C-7's Recent Forum Activity

  • You can't click on Watch right there next to Inspect in the free version? Regardless, just make a text object that is updated to show fps and cpu utilization (both are system values) and skip the debugger all together. That will give you more realistic data. My game regularly uses 20+ layers, multiples of them with opacity/shaders/force own texture, all of the layers have a lot of images, and my performance is fine outside of the Inspect tab of the debugger (understandably so).

  • I thought I'd give it a test too just for more results.

    With the layer: 60 fps, 11% cpu

    Withou the layer: 60fps, 3% cpu

    And adding more layers can slow it to a crawl.

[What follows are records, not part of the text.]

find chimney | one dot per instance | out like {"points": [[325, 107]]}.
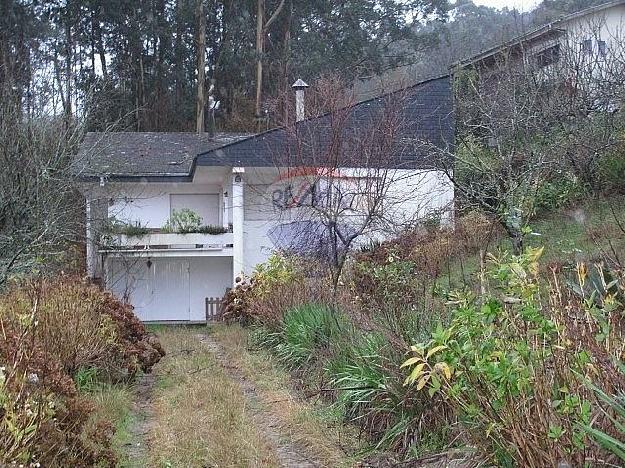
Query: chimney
{"points": [[299, 86]]}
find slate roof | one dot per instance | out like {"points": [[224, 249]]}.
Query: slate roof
{"points": [[547, 30], [144, 154], [426, 116]]}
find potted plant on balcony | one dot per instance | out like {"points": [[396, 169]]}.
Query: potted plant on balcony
{"points": [[186, 221]]}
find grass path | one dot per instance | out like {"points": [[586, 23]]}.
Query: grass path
{"points": [[212, 403], [200, 415], [137, 450]]}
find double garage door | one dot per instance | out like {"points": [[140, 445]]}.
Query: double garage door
{"points": [[169, 289], [159, 289]]}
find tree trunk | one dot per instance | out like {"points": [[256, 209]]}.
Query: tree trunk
{"points": [[68, 70], [260, 13], [516, 238], [201, 66]]}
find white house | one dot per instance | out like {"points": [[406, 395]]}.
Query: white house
{"points": [[252, 190], [592, 34]]}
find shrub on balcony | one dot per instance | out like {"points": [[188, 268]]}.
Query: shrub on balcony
{"points": [[114, 226], [186, 221], [212, 229]]}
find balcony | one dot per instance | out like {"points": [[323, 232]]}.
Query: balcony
{"points": [[170, 244]]}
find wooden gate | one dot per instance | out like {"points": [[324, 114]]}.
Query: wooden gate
{"points": [[214, 308]]}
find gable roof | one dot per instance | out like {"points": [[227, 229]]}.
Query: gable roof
{"points": [[144, 154], [427, 115], [427, 109], [550, 29]]}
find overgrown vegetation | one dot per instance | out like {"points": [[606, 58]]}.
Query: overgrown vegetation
{"points": [[186, 221], [201, 418], [60, 339]]}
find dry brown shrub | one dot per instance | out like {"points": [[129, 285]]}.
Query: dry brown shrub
{"points": [[83, 326], [432, 249], [49, 329], [42, 417]]}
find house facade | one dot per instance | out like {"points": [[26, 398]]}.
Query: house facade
{"points": [[588, 37], [174, 218]]}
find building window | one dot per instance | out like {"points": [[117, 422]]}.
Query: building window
{"points": [[548, 56]]}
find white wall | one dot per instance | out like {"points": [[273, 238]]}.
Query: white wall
{"points": [[210, 277], [411, 195]]}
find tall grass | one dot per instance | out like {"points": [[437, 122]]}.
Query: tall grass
{"points": [[305, 331]]}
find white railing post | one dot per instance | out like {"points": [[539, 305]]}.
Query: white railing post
{"points": [[238, 262]]}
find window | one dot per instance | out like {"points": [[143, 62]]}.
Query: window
{"points": [[548, 56], [602, 48]]}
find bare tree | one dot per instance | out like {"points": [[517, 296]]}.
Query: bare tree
{"points": [[346, 176], [40, 211], [525, 119]]}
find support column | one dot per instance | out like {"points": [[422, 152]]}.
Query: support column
{"points": [[92, 249], [96, 213], [238, 262]]}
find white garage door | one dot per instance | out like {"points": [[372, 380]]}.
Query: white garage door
{"points": [[206, 205], [157, 288]]}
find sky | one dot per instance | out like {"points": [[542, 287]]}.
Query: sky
{"points": [[521, 5]]}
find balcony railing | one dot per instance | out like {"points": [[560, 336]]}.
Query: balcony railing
{"points": [[162, 241]]}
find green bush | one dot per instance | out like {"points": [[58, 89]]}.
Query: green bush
{"points": [[212, 229], [183, 221], [509, 364]]}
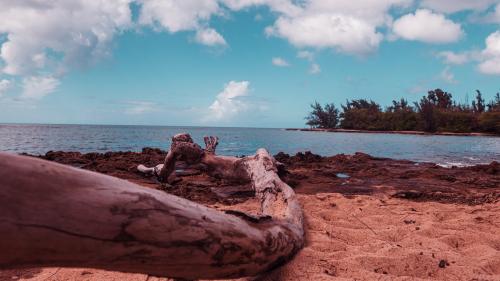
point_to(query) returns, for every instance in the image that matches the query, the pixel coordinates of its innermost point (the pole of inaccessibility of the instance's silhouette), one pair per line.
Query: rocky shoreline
(366, 218)
(308, 173)
(471, 134)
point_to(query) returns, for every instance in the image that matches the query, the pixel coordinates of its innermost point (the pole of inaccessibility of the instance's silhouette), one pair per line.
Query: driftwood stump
(55, 215)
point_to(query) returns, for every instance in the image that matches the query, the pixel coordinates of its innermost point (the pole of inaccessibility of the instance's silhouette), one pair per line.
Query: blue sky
(255, 63)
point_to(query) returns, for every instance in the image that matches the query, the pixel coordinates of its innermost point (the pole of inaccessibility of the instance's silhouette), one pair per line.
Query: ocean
(443, 150)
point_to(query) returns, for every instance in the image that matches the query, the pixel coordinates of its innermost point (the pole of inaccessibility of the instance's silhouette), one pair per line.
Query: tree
(326, 118)
(478, 105)
(494, 105)
(426, 111)
(440, 99)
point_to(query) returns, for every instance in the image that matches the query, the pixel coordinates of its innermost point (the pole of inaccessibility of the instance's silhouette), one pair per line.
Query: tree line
(435, 112)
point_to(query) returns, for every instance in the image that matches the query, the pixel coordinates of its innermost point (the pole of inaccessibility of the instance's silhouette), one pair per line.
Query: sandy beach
(367, 218)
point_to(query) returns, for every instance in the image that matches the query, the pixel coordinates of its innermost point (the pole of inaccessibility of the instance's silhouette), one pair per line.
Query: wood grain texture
(55, 215)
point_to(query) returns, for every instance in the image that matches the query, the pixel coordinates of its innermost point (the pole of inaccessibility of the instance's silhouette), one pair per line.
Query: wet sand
(366, 218)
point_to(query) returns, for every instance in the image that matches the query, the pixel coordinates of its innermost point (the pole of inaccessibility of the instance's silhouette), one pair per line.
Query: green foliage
(325, 118)
(434, 112)
(490, 122)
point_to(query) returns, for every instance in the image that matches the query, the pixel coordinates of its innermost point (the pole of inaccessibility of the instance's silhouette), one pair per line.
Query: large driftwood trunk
(54, 215)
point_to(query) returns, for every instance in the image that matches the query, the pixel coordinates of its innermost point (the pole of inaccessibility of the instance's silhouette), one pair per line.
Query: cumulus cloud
(4, 86)
(488, 59)
(75, 31)
(490, 56)
(174, 15)
(427, 26)
(305, 55)
(209, 37)
(450, 57)
(229, 102)
(346, 26)
(344, 33)
(314, 69)
(277, 61)
(447, 6)
(37, 87)
(139, 107)
(447, 76)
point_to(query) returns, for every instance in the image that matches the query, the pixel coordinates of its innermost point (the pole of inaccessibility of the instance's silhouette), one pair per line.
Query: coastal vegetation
(435, 112)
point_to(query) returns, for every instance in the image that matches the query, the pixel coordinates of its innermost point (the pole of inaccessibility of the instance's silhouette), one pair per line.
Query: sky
(248, 63)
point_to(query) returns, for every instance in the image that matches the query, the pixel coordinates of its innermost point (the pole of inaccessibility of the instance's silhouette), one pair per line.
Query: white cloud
(346, 26)
(429, 27)
(314, 69)
(76, 32)
(229, 102)
(286, 7)
(452, 6)
(305, 55)
(209, 37)
(139, 107)
(344, 33)
(37, 87)
(447, 76)
(175, 16)
(454, 58)
(277, 61)
(490, 61)
(4, 86)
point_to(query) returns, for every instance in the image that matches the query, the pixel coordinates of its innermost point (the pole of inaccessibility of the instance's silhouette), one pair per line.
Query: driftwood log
(55, 215)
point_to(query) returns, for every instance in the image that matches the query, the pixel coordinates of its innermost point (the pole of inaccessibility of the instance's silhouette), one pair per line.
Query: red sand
(390, 220)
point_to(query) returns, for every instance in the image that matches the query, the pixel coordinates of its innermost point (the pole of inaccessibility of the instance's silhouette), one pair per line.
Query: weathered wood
(54, 215)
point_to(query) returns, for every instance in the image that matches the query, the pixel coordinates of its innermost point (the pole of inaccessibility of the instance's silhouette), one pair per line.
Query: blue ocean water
(444, 150)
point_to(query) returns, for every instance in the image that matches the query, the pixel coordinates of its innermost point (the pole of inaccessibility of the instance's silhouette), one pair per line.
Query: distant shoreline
(474, 134)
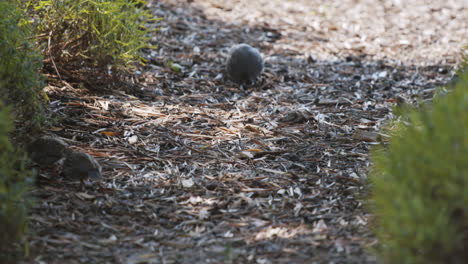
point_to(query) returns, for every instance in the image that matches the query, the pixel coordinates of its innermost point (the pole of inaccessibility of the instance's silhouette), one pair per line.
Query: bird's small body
(80, 166)
(47, 150)
(244, 64)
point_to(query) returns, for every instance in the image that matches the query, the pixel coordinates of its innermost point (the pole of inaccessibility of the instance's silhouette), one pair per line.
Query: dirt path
(197, 170)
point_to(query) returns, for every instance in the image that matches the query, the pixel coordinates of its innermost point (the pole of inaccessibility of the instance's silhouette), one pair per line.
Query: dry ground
(197, 170)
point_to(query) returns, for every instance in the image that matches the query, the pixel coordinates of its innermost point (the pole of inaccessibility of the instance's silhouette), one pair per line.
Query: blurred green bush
(20, 65)
(420, 194)
(15, 180)
(85, 34)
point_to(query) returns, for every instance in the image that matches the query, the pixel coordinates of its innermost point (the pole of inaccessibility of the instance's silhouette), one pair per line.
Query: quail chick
(47, 150)
(245, 63)
(80, 166)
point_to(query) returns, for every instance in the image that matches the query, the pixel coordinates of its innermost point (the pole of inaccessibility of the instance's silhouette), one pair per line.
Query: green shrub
(20, 63)
(15, 180)
(78, 34)
(420, 194)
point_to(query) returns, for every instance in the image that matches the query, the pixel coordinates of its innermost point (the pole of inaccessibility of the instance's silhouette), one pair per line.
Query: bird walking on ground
(244, 64)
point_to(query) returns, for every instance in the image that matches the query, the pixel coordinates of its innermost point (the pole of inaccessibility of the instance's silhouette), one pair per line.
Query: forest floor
(199, 170)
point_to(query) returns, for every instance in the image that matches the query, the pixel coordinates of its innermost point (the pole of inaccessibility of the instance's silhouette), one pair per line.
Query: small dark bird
(47, 150)
(80, 166)
(245, 63)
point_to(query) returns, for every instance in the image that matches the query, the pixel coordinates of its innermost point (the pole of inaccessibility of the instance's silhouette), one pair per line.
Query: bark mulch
(200, 170)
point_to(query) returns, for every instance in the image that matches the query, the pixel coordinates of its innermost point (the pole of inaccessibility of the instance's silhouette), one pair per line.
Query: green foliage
(15, 180)
(92, 33)
(420, 195)
(20, 63)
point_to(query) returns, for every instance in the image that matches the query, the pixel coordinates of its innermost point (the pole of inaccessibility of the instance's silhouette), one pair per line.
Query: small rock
(47, 150)
(80, 166)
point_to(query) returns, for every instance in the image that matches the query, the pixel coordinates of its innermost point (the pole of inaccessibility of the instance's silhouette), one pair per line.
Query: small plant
(20, 63)
(15, 180)
(91, 34)
(420, 184)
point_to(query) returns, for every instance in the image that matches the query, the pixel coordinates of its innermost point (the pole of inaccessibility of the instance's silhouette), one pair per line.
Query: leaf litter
(199, 170)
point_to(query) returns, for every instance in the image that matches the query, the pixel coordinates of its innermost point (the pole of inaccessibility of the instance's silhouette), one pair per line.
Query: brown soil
(199, 170)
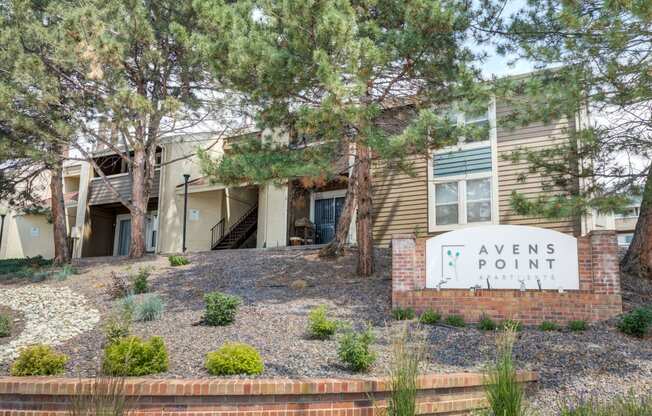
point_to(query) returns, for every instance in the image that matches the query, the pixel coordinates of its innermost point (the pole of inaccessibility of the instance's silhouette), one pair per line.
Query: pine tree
(327, 70)
(130, 65)
(597, 56)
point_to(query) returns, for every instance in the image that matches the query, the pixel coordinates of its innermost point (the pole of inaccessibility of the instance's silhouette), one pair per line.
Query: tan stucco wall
(209, 203)
(18, 241)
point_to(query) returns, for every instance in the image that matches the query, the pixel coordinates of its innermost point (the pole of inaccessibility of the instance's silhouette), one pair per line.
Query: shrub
(140, 282)
(132, 356)
(503, 391)
(401, 314)
(150, 308)
(234, 358)
(354, 350)
(120, 286)
(577, 326)
(5, 326)
(620, 406)
(513, 323)
(319, 326)
(486, 323)
(455, 320)
(220, 308)
(636, 322)
(39, 360)
(548, 326)
(117, 326)
(429, 317)
(178, 261)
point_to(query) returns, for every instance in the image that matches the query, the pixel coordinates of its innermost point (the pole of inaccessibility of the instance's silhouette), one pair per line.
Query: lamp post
(186, 176)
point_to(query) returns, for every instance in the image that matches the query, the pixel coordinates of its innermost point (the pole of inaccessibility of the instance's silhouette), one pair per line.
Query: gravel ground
(599, 362)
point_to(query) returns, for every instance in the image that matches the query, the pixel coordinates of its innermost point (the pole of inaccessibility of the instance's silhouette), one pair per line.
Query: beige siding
(400, 200)
(99, 192)
(532, 137)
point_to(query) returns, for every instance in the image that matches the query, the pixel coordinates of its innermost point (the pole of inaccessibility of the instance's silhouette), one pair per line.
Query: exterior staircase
(236, 234)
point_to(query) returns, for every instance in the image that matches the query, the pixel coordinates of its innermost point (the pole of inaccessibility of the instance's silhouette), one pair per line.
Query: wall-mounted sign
(502, 257)
(194, 215)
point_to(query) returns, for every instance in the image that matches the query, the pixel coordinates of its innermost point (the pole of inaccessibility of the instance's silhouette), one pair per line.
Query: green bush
(512, 323)
(39, 360)
(503, 391)
(132, 356)
(5, 326)
(636, 322)
(548, 326)
(319, 326)
(220, 308)
(140, 282)
(455, 320)
(233, 359)
(401, 314)
(577, 326)
(619, 406)
(486, 323)
(429, 317)
(354, 350)
(150, 308)
(178, 261)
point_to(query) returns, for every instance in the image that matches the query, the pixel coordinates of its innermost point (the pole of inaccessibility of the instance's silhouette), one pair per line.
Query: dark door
(327, 213)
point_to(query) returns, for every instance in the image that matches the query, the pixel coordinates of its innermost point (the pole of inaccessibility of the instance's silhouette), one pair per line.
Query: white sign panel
(502, 257)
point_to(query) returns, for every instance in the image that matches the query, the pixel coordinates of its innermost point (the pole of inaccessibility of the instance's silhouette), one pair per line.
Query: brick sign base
(598, 299)
(448, 394)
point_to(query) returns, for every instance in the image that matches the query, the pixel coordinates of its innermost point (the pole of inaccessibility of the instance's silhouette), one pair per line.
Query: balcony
(99, 192)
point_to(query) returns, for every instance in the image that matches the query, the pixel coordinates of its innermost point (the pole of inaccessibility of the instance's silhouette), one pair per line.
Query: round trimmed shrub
(131, 356)
(234, 358)
(39, 360)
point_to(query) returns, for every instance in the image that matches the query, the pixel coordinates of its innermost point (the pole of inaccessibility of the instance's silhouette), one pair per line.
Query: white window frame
(461, 179)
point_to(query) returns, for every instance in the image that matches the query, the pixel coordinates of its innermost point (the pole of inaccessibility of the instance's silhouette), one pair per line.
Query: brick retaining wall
(449, 394)
(597, 299)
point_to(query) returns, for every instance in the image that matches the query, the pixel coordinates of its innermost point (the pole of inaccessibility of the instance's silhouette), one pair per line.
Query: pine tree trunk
(638, 259)
(139, 199)
(336, 247)
(363, 221)
(58, 208)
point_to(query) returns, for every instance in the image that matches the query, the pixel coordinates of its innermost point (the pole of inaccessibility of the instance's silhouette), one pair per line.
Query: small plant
(401, 314)
(319, 326)
(456, 321)
(5, 326)
(120, 285)
(636, 322)
(504, 393)
(354, 350)
(105, 396)
(234, 358)
(150, 308)
(577, 326)
(178, 260)
(407, 352)
(132, 356)
(220, 308)
(512, 323)
(117, 326)
(140, 282)
(39, 360)
(486, 323)
(429, 317)
(548, 326)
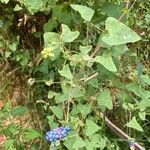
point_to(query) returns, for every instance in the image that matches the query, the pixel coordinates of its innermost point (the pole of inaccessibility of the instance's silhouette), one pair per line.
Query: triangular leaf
(85, 12)
(104, 99)
(118, 33)
(134, 124)
(106, 61)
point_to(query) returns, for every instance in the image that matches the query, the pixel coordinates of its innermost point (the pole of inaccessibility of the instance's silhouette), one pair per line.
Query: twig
(127, 5)
(96, 50)
(119, 132)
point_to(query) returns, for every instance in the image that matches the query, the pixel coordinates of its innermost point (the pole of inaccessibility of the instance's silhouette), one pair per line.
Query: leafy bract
(68, 35)
(85, 12)
(118, 33)
(106, 61)
(134, 124)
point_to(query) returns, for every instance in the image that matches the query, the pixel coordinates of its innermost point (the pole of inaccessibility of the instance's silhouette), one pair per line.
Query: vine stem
(119, 132)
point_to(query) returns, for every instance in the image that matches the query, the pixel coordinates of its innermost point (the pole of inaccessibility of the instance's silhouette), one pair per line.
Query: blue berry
(57, 134)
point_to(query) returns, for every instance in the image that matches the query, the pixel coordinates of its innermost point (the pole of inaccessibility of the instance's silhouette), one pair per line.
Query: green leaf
(51, 94)
(118, 50)
(104, 99)
(85, 49)
(85, 12)
(53, 41)
(31, 134)
(5, 1)
(34, 6)
(76, 92)
(68, 35)
(145, 102)
(65, 72)
(111, 9)
(79, 143)
(50, 25)
(118, 33)
(134, 124)
(19, 111)
(69, 143)
(91, 127)
(57, 110)
(106, 61)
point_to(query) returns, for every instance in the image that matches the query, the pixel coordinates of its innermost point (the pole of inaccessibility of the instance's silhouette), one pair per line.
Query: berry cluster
(57, 134)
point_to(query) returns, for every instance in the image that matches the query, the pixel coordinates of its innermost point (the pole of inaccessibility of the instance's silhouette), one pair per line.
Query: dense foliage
(75, 59)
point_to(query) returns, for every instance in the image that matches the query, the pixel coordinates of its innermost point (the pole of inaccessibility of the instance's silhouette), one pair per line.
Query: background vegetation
(62, 62)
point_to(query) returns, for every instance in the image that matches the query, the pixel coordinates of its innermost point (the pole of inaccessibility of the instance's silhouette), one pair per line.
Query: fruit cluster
(57, 134)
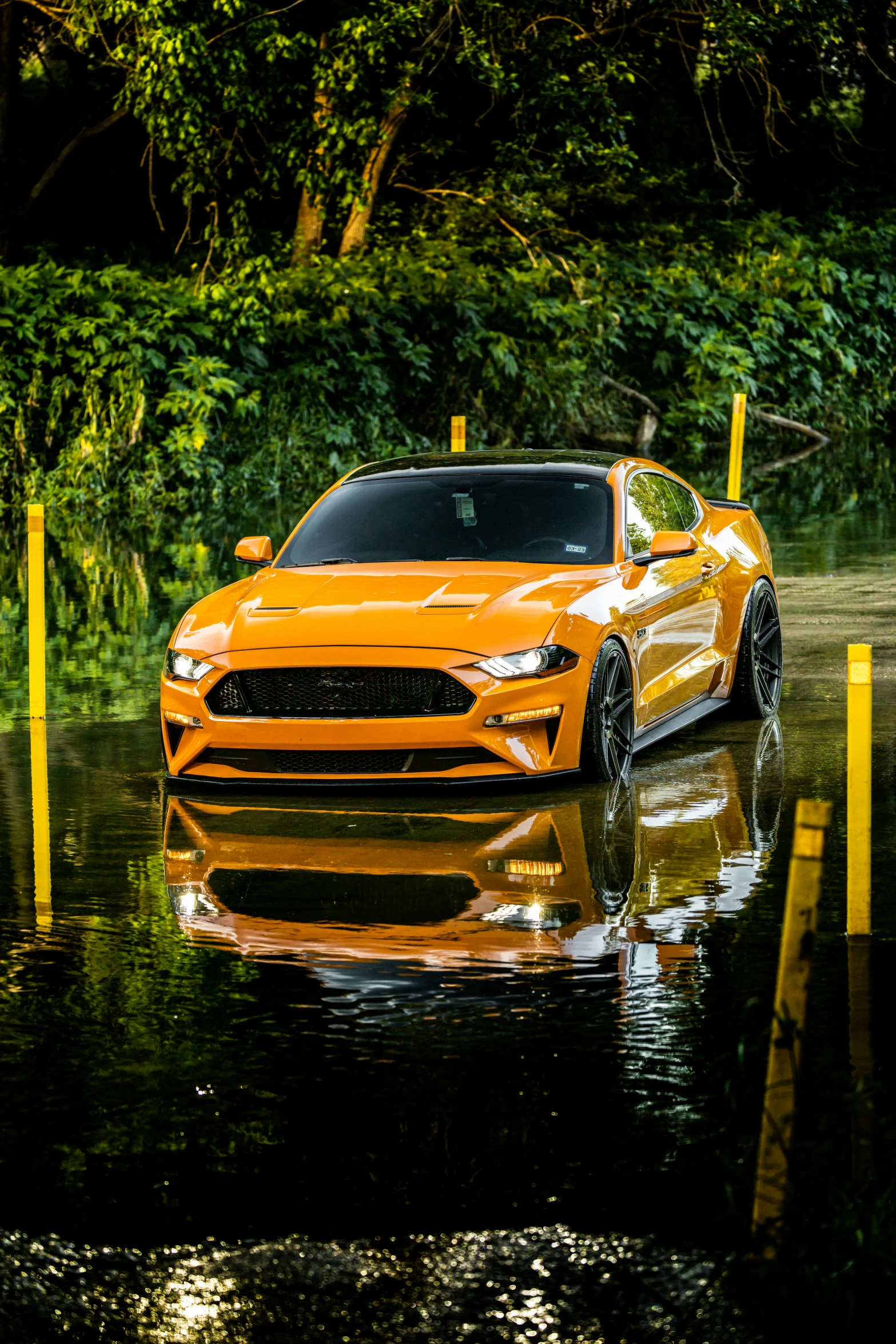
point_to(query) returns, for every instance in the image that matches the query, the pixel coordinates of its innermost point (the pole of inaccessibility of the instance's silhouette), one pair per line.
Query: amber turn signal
(523, 717)
(527, 867)
(187, 721)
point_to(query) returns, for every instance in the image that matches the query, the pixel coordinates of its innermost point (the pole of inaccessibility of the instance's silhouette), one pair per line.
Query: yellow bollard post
(459, 433)
(794, 968)
(859, 718)
(37, 625)
(736, 455)
(41, 817)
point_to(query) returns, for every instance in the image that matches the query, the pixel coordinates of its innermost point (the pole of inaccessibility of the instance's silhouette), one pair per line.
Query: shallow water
(430, 1065)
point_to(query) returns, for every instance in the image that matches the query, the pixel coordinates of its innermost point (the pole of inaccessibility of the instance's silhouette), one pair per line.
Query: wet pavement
(477, 1066)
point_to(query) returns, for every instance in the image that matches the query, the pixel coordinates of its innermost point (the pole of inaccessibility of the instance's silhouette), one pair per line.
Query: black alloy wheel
(609, 717)
(760, 666)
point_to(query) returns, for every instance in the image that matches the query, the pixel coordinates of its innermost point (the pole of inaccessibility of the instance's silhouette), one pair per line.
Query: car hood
(487, 611)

    The problem, however, is the actual debugger. Switch over to the "Watch" tab in the debugger instead of "Inspect". I can have 30 layers added onto your project and not exceed 1% CPU use. The Inspect tab keeps track of a lot of stuff. It's meant for really detailed display of everything going on under the hood, whereas Watch is a bit closer to an actual gameplay environment. I use Inspect to pick the variables and values I want to watch (with the eyeball) and then just check that stuff in Watch so not everything needs to be accounted for.

    Fore reference, Core i7-4770 3.4 GHz, NVidia GT 640 4GB, 32 GB Ram. This was Chrome on Windows 10.

  • I don't know about one compute vs another, but don't worry--you're not the only one who must run their project with the cache unticked I can open it last I tried, but it will soon run into massive problems. The downside is the editor is slower without the cache, but that's still quicker than reloading regularly.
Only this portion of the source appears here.